Wales: Its Religious Heritage

Wales: Its Religious Heritage

Places of worship occupy a special place in the historic environment of Wales. There are around 5000 places of worship in Wales of which 3,000 are listed as having national architectural and historic importance.

Of these 214 are listed at Grade 1 – the highest classification.

The places of worship of Wales are largely Christian with Anglican and Presbyterian forming the largest individual denominations, although the largest number being independent ‘non-conformist’ chapels. Non conformist refers to individual congregations that rejected the established denominations through the 18th, 19th and 20th centuries and formed as local independent chapel communities. This pattern is challenging because so many of these buildings are under the care of local trustees with little centralised communication or network.

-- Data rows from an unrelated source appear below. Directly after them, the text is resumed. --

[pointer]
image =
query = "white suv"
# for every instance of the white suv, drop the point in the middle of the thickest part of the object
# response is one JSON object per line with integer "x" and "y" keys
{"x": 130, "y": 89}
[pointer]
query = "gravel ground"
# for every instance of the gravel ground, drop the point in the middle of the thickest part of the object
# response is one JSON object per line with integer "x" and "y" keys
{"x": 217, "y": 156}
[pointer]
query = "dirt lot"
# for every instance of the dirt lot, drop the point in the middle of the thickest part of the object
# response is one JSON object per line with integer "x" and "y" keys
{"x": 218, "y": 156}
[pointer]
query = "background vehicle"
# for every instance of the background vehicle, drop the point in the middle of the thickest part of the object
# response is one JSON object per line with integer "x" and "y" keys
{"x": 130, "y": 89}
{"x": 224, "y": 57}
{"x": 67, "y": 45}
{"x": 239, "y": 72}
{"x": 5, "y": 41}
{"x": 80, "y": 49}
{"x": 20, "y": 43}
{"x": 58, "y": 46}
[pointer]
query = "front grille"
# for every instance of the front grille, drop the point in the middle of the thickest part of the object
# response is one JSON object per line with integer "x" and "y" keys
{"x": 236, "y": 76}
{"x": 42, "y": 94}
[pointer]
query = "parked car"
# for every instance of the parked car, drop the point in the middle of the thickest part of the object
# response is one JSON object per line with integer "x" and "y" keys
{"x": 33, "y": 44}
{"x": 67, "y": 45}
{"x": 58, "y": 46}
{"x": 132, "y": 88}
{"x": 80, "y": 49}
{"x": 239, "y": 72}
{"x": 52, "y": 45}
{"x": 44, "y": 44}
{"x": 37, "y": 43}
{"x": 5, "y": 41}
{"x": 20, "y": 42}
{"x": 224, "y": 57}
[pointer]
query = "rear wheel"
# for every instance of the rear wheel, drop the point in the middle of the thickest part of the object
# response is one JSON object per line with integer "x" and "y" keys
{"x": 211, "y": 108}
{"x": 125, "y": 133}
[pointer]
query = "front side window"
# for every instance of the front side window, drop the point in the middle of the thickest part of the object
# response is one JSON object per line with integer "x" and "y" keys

Interestingly, Wales has no Established Church (as is the case in England). The Church in Wales was created in 1920 as a separate province of the Anglican Communion and thus no one denomination has a special place in the legal and governmental framework of Wales.

Places of Worship in Wales (like the rest of the UK) are the responsibility of each local congregation, regardless of denomination, and there is no formal state aid to support them. Whilst there is limited grant aid for repairs available from government and lottery funds, this makes only a very small contribution to the actual annual repair costs of these buildings.

However, the sustainability of these historic places of worship is under threat for a number of reasons including dwindling congregations, a reluctance to consider new options or the capacity to take them forward.

In order to meet this challenge, there are increasing moves to try to act collectively and find new ways to support the sector in Wales. Welsh Government has recently produced a Strategic Action Plan for Historic Places of Worship in Wales available here.

This seeks to set out a framework for actions across the sector including establishing a Forum at which the issues and potential solutions can be discussed and progressed. The challenge for this Forum will be to turn plans into action on the ground and to communicate with a diverse sector.

Wales has always been a land of religious pilgrimage and Welsh Government has also published a Faith Tourism Action Plan which has resulted in a higher profile for faith tourism in Wales.

A new charity is being formed, which is called Sanctaidd (a Welsh word meaning sacred or holy), to try to support the sector through:

  •     Support and training
  •     Fundraising
  •     Increasing public understanding and appreciation
  •     Promotion of places of worship to visitors
  •     Inform and influence policy
  •     Share knowledge

The funding and sustainability of this new charity will be challenging, but fortunately it is working closely with the National Churches Trust.

Overall, it is an uncertain future for the places of worship in Wales but the special qualities of many of the places is overwhelming.  Wales’ places of worship have been described as ‘thin’: They have a pronounced ephemeral quality, which makes the gap between heaven and earth very thin.

It is hoped that current attempts to bring the sector together and raise profile of the issues will ensure that new opportunities and ideas are shared and explored to better support this precious heritage.